Forum Discussion
A generalisation of the MAP lambda helper function
Discussion topic. Your thoughts are welcome.
On Saturday I finally bit the bullet and completed a MAPλ Lambda function that generalises the in-built MAP Lambda helper function. As examples, I tried problems of generating the Kronecker product of two matrices and then one of generating variants of an amortisation table.
The original amortisation schedule uses SCAN to calculate closing balances step by step from opening balances. Having returned the closing balances as an array, the principal is inserted at the first element to give opening balances. An array calculation based on the same code is used to return other values of interest using HSTACK.
Following that, I created the array of loan terms {10, 15, 20} (yrs) and used the formula
= MAPλ(variousTerms, AmortisationTableλ(principal, rate, startYear))
to generate
as a single spilt range.
I have posted a copy of MAPλ on GitHub
A version of Excel MAP helper function that will return an array of arrays (github.com)
The intention is that the function can be used without knowing how it works but you are, of course, welcome to try to pick through it.
This is a demonstration of the proposed MAP function used to solve a challenge provided by Oz_Sunray and Wyn Hopkins on data cleansing and vote counting. The key element of my solution is to build a table of validated votes for each voter ID and each candidate (i.e. an array of arrays - much the same as any other problem of interest). The formula is modularised using Lambda functions.

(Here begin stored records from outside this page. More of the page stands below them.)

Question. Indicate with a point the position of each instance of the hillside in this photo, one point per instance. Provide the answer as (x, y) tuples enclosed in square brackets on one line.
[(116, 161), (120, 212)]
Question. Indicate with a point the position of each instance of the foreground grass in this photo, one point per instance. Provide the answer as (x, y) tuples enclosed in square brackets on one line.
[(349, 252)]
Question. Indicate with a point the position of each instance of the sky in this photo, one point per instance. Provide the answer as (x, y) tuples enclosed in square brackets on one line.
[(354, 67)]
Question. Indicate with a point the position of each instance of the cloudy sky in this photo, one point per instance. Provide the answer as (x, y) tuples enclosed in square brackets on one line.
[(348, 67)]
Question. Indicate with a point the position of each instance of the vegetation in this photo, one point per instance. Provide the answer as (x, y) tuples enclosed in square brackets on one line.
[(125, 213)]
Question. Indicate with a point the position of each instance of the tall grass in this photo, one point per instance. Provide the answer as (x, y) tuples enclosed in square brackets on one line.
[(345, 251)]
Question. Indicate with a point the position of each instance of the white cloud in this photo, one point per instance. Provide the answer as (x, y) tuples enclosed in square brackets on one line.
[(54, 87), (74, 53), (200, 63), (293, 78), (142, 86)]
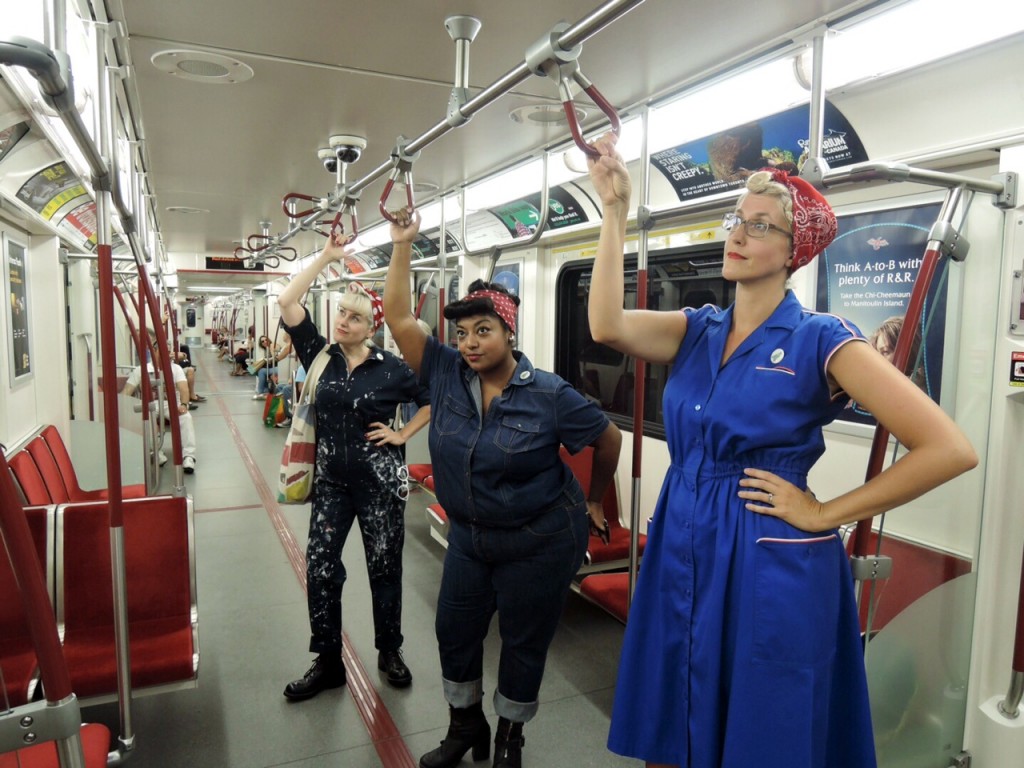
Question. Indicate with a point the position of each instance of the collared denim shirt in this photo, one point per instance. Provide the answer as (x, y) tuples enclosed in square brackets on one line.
[(503, 470)]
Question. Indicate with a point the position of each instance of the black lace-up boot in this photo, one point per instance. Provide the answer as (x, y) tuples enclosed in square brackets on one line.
[(326, 672), (392, 665), (467, 729), (508, 744)]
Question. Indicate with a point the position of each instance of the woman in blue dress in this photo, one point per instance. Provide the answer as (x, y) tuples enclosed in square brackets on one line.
[(742, 644)]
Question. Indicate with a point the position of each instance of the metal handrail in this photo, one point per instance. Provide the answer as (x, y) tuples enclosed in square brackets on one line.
[(1010, 707)]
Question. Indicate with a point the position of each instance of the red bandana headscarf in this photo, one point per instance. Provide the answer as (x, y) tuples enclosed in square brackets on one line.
[(376, 303), (504, 306), (813, 220)]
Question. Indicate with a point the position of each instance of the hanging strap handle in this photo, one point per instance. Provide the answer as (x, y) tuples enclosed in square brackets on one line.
[(402, 166), (547, 57)]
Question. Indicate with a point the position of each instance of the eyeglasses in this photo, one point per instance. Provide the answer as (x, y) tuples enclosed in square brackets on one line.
[(756, 229)]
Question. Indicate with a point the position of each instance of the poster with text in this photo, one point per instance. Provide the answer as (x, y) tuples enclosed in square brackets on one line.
[(15, 279), (723, 161), (866, 275)]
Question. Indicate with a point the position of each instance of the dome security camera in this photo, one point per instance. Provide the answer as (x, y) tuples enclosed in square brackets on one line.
[(329, 159), (347, 148)]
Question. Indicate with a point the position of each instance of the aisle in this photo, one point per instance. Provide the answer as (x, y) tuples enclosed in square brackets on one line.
[(254, 633)]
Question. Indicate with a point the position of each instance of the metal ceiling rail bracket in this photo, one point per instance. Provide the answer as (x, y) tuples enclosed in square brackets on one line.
[(463, 30), (402, 166), (547, 57)]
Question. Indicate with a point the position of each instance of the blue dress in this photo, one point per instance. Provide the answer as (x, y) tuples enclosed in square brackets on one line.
[(742, 645)]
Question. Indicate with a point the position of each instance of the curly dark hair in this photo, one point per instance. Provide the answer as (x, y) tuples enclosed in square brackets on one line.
[(481, 305)]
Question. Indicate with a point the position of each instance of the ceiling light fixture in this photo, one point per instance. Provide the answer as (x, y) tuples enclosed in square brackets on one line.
[(543, 115), (202, 67), (185, 209)]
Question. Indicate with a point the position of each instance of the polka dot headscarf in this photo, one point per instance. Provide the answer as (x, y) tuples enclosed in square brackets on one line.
[(502, 302), (376, 303), (813, 220)]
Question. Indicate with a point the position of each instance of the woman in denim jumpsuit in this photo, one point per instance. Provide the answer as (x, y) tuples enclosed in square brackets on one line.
[(359, 460), (518, 519)]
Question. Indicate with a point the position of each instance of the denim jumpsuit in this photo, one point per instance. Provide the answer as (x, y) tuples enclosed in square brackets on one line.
[(517, 521), (355, 480)]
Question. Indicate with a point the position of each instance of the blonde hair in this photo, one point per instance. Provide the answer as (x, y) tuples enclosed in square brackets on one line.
[(358, 302), (761, 182)]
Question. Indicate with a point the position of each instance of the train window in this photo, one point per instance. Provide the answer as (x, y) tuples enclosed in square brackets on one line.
[(676, 278)]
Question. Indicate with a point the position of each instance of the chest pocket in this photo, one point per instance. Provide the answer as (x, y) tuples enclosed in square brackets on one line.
[(515, 435), (453, 417)]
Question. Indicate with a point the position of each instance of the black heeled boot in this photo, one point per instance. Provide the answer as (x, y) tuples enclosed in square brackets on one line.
[(508, 744), (327, 672), (468, 729)]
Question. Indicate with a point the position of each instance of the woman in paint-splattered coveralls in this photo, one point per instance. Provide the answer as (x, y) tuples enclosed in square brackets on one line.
[(359, 467)]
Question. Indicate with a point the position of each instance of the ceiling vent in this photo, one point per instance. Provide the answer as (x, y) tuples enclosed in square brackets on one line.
[(202, 67)]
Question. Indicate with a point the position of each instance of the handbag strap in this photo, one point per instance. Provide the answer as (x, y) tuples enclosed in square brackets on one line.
[(313, 374)]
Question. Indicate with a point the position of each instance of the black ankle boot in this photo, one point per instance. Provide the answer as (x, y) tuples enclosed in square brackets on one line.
[(392, 665), (508, 744), (326, 672), (467, 729)]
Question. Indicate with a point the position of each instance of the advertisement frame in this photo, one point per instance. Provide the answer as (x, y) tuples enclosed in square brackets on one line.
[(17, 310), (943, 298)]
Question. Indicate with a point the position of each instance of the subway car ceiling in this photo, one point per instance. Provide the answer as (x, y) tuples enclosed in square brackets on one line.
[(215, 182)]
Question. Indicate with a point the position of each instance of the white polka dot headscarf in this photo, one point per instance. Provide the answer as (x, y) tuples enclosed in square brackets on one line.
[(376, 303), (813, 221), (502, 302)]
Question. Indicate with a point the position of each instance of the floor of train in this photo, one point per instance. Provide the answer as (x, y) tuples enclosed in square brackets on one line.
[(254, 633)]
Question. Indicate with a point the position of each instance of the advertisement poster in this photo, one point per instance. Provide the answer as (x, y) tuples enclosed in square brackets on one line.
[(564, 210), (229, 262), (866, 276), (80, 225), (722, 162), (15, 280)]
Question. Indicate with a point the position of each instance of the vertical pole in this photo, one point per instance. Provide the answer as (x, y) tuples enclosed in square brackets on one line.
[(111, 421), (640, 367)]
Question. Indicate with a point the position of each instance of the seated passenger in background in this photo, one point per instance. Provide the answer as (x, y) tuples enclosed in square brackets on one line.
[(134, 384), (518, 518), (243, 352), (276, 368)]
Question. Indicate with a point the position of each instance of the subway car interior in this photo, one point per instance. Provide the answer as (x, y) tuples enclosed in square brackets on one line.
[(166, 169)]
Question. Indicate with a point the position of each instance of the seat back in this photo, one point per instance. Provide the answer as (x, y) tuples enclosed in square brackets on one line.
[(29, 478), (17, 657), (59, 452), (161, 590), (47, 466)]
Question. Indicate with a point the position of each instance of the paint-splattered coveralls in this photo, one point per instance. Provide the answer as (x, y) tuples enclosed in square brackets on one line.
[(355, 480)]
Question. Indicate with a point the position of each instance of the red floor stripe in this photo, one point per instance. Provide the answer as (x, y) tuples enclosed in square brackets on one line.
[(228, 509), (387, 740)]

They are not that pretty, but neither are they impossible to follow.
"Worksheet formula" = AggregateVotesλ( tblVOTES[VoterID], tblVOTES[[Vote1]:[Vote3]], weight, tblAvailable[AVAILABLE] )
which calls
/* "FUNCTION NAME: AggregateVotesλ" "DESCRIPTION: Aggregates all votes to candidate colors" */ /* "REVISIONS: Date Developer Description" " 08 Sep 2024 Peter Bartholomew Original Development" */ AggregateVotesλ = LAMBDA(voterID, votesCast, weight, available, LET( person, TOROW(UNIQUE(voterID)), votes, MAPλ(person, AssignVotesλ(voterID, votesCast, weight, available)), count, HSTACK(available, BYROW(votes, SUM)), return, TAKE(SORT(count, 2, -1), 4), return ) );
to build and aggregate the table of votes. This, in turn, calls another Lambda function to clean and validate the votes corresponding to a single voterID
/* "FUNCTION NAME: AssignVotesλ" "DESCRIPTION: Validates and assigns votes to candidate colors for a single voterID " */ /* "REVISIONS: Date Developer Description" " 08 Sep 2024 Peter Bartholomew Original Development" */ AssignVotesλ = LAMBDA(voterID, ballots, weight, available, LAMBDA(p, LET( // "In the case of duplicate ballots return first" votesCast, XLOOKUP(p, voterID, ballots), // "Remove invalid and repeated votes" valid, COUNTIFS(available, votesCast), distinct, EXPAND(UNIQUE(FILTER(votesCast, valid), TRUE), , 3, ""), // "Assign votes to candidate colours" assigned, BYROW((distinct = available) * weight, SUM), assigned ) ) );
I took the problem from Wyn's recording
https://www.youtube.com/watch?v=FIcxyLqzWcE
25 Replies
- heyarrayCopper Contributor
Has anyone figured out how to do a variation that has a different shape?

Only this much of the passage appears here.